Da giorni proseguono senza sosta le ricerche di Yuna, la gattina sfuggita alla sua padrona sulla linea B della metropolitana di Roma. Le prime immagini del felino hanno iniziato a circolare sui social il 24 aprile, alimentando una catena di solidarietà che si è rapidamente estesa in tutta la città.
La fuga di Yuna è avvenuta il 24 aprile intorno alle 15, alla fermata Eur Fermi. La micia, riconoscibile per il fiocco rosa che porta al collo, è scappata dal trasportino ed è salita su un treno diretto a Rebibbia. Nonostante i tentativi immediati di soccorso, la gattina, impaurita, si è nascosta sotto i sedili del convoglio, rendendo difficile il recupero.

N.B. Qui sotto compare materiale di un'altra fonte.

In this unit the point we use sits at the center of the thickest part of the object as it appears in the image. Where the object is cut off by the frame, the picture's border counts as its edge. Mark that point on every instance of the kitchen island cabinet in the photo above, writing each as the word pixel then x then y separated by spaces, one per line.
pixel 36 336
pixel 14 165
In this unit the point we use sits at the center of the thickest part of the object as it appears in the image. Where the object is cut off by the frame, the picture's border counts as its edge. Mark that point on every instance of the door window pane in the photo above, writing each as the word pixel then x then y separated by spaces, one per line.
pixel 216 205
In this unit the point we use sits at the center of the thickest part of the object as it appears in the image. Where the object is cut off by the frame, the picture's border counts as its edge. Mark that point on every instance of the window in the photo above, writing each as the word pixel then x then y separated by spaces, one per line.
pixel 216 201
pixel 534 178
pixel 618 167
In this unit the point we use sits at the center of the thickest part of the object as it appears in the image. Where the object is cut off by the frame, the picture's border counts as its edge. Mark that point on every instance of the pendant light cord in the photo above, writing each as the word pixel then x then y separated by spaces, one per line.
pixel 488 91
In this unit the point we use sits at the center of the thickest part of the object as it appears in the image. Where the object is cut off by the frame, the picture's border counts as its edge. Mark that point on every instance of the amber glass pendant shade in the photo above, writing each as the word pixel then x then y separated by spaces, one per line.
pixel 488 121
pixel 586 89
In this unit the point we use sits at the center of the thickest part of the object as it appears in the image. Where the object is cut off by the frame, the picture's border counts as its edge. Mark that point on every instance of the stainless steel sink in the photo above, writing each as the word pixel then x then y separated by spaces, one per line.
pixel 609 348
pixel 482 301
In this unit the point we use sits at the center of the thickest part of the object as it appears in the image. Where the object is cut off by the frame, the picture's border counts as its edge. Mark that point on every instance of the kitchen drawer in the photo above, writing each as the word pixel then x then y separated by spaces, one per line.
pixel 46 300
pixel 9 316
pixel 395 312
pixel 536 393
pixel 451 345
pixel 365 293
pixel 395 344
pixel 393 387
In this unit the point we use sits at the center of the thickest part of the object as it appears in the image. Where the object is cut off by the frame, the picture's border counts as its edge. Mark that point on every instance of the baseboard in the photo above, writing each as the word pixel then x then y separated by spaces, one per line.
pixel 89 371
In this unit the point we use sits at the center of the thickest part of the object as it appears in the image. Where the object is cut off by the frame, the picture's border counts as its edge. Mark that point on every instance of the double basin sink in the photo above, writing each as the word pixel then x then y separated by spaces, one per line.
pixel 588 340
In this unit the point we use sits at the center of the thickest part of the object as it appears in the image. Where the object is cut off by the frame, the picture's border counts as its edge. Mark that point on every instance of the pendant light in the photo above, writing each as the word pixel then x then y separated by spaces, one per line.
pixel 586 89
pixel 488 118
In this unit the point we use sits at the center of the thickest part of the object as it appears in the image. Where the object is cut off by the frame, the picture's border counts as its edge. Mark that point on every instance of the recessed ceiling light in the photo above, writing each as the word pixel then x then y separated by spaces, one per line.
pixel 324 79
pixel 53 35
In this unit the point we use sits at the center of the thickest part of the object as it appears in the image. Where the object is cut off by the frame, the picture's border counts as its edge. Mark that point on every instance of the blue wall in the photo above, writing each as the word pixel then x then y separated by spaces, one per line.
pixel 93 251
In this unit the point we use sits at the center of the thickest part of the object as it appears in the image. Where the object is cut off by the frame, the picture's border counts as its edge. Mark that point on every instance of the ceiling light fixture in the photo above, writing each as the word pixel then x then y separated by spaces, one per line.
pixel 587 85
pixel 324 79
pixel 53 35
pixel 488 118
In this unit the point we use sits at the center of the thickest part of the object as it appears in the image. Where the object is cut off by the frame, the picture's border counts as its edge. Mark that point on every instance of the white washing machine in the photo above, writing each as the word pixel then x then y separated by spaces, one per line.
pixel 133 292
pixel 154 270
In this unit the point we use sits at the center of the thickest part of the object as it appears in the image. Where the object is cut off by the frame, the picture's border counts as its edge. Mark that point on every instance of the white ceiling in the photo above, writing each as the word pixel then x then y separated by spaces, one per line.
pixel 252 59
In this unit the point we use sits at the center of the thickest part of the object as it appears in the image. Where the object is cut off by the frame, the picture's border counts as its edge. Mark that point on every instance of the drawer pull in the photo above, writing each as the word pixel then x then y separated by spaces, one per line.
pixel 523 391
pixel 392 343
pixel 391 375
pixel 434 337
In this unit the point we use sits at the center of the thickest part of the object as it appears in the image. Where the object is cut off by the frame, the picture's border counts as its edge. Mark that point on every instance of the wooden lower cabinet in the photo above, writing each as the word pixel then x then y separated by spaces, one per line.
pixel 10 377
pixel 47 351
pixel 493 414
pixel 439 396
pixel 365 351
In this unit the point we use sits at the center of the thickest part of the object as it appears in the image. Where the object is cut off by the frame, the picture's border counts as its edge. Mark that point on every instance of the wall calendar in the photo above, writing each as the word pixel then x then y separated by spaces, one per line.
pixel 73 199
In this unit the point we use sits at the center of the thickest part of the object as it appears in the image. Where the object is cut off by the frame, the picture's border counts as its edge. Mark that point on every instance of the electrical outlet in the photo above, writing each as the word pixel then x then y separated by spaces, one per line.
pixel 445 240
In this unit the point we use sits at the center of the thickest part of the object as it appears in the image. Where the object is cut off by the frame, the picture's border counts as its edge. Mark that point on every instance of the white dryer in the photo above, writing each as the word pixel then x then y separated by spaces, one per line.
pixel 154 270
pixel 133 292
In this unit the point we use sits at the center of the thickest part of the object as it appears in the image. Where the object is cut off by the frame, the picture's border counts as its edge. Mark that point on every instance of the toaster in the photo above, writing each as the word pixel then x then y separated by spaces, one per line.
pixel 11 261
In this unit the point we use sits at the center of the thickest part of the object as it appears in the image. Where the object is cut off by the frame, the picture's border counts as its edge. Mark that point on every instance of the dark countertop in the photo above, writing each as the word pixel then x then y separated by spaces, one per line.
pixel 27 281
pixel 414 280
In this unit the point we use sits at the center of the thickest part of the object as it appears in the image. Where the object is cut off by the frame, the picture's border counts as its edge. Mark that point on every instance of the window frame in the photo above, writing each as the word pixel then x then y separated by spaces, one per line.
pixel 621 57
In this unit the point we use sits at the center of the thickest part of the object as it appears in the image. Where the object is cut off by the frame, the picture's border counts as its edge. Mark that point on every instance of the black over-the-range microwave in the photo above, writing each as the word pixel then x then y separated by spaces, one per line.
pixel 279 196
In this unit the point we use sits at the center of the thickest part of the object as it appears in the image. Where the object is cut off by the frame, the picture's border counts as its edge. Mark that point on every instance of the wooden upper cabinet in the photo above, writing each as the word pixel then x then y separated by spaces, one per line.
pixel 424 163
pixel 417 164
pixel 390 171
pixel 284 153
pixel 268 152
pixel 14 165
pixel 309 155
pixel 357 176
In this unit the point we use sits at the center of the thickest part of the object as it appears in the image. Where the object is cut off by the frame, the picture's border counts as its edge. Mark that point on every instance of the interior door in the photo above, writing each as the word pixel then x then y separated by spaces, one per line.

Il tam tam sui social è stato immediato e travolgente. Molti utenti hanno condiviso appelli e foto della micia, mentre altri hanno espresso critiche verso chi ha scattato le foto, accusandoli di non aver fatto abbastanza per salvare Yuna. Non sono mancate polemiche anche nei confronti di Atac, accusata da alcuni di non essersi attivata in modo adeguato per facilitare le operazioni di recupero.
Nonostante il grande impegno della comunità online, Yuna non è stata ancora ritrovata. Diverse persone si sono messe in contatto diretto con Atac per cercare di coordinare meglio le ricerche, mentre altre hanno avviato iniziative attraverso il gruppo Facebook “Gattini smarriti”, raccogliendo segnalazioni e organizzando vere e proprie spedizioni di soccorso.
La storia di Yuna ha commosso l’intera città, diventando il simbolo di una gara di solidarietà che ha unito amanti degli animali e cittadini comuni nella speranza di riportare la piccola gattina tigrata tra le braccia della sua padrona. Intanto, gli appelli continuano a essere rilanciati, nella speranza che ogni segnalazione possa rivelarsi quella decisiva.